11. Further Open Questions

In this section we list natural open questions (besides Question 2) inspired by our results.

As was mentioned in Section 8, Galindo and Macario proved that, under a mild additional set-theoretic assumption beyond ZFC, every pseudocompact abelian group admits a pseudocompact group topology without infinite compact subsets [12]. Question 4 below asks for an analogue of their result for other compactness-like properties listed on the left side of Figure 1, while Question 3 is a version of Question 4 restricted to non-trivial convergent sequences.

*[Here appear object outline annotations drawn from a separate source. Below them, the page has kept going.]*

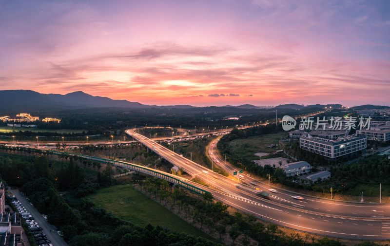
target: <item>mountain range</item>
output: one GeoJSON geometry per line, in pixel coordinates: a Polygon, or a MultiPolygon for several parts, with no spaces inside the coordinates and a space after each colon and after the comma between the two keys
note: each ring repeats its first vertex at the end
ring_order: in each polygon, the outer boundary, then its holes
{"type": "MultiPolygon", "coordinates": [[[[4,112],[20,112],[28,111],[54,111],[66,109],[91,108],[122,108],[127,109],[160,108],[191,109],[196,107],[187,105],[156,106],[142,104],[139,102],[126,100],[114,100],[109,97],[95,96],[83,92],[78,91],[62,95],[60,94],[43,94],[30,90],[14,90],[0,91],[0,110],[4,112]]],[[[309,108],[325,108],[332,106],[332,109],[342,108],[341,104],[314,104],[306,106],[299,104],[283,104],[275,108],[300,110],[309,108]]],[[[224,107],[238,109],[264,109],[264,106],[251,104],[239,106],[226,105],[224,107]]],[[[356,106],[354,109],[370,109],[388,108],[387,106],[371,105],[356,106]]]]}

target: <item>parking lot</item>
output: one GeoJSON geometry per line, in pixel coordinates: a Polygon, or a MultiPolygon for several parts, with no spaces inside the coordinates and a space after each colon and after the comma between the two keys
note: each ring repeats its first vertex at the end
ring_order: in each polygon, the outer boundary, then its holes
{"type": "Polygon", "coordinates": [[[30,225],[39,246],[67,246],[67,244],[58,232],[49,224],[47,220],[35,208],[30,204],[26,197],[22,196],[18,190],[9,189],[8,191],[15,196],[16,200],[12,201],[17,207],[20,216],[30,225]]]}

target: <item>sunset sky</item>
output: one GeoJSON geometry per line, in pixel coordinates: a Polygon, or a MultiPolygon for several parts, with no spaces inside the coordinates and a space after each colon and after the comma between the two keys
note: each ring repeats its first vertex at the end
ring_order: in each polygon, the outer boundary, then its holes
{"type": "Polygon", "coordinates": [[[0,0],[0,90],[390,105],[390,1],[0,0]]]}

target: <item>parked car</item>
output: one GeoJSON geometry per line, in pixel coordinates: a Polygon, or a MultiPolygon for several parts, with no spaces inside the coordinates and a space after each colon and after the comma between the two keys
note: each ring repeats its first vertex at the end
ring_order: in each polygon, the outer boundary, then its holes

Item (iv) was excluded in Question 4 due to Remark 1 (ii).

Question 3.

Let $\mathcal{P}$ be one of the following properties:

(i) 

selectively pseudocompact;

(ii) 

strongly p-pseudocompact for some $p\in \beta \mathbb{N}\backslash \mathbb{N}$;

(iii) 

strongly $(\beta \mathbb{N}\backslash \mathbb{N})$-pseudocompact;

(iv) 

strongly $(\beta \mathbb{N}\backslash \mathbb{N})$-bounded.

If an infinite abelian group admits a group topology with property $\mathcal{P}$, must it also admit a group topology with property $\mathcal{P}$ having no non-trivial convergent sequences?

Question 4.

Let $\mathcal{P}$ be one of the properties (i)–(iii) from Question 3. If an infinite abelian group admits a group topology with property $\mathcal{P}$, must it also admit a group topology with property $\mathcal{P}$ having no infinite compact subsets (or even without infinite separable pseudocompact subsets)?

It makes no sense to ask Questions 3 and 4 for properties on the right side of Figure 1, because infinite selectively sequentially pseudocompact spaces contain non-trivial convergent sequences ([5], Proposition 3.1).

Question 5.

If an abelian group admits a pseudocompact group topology, must it also admit a group topology having one of the stronger properties (i)–(iv) listed in Question 3?

The version of Question 5 for “selective pseudocompactness” is due to García-Ferreira and Tomita ([7], Question 2.7).

Our last question is related to the reversibility of Arrow 4 in Figure 1 in the class of topological groups.

Question 6.

Does there exist a ZFC example of a selectively pseudocompact (abelian) group which is not strongly p-pseudocompact for any free ultrafilter p on $\mathbb{N}$?

An example under CH is mentioned in the text after Figure 1.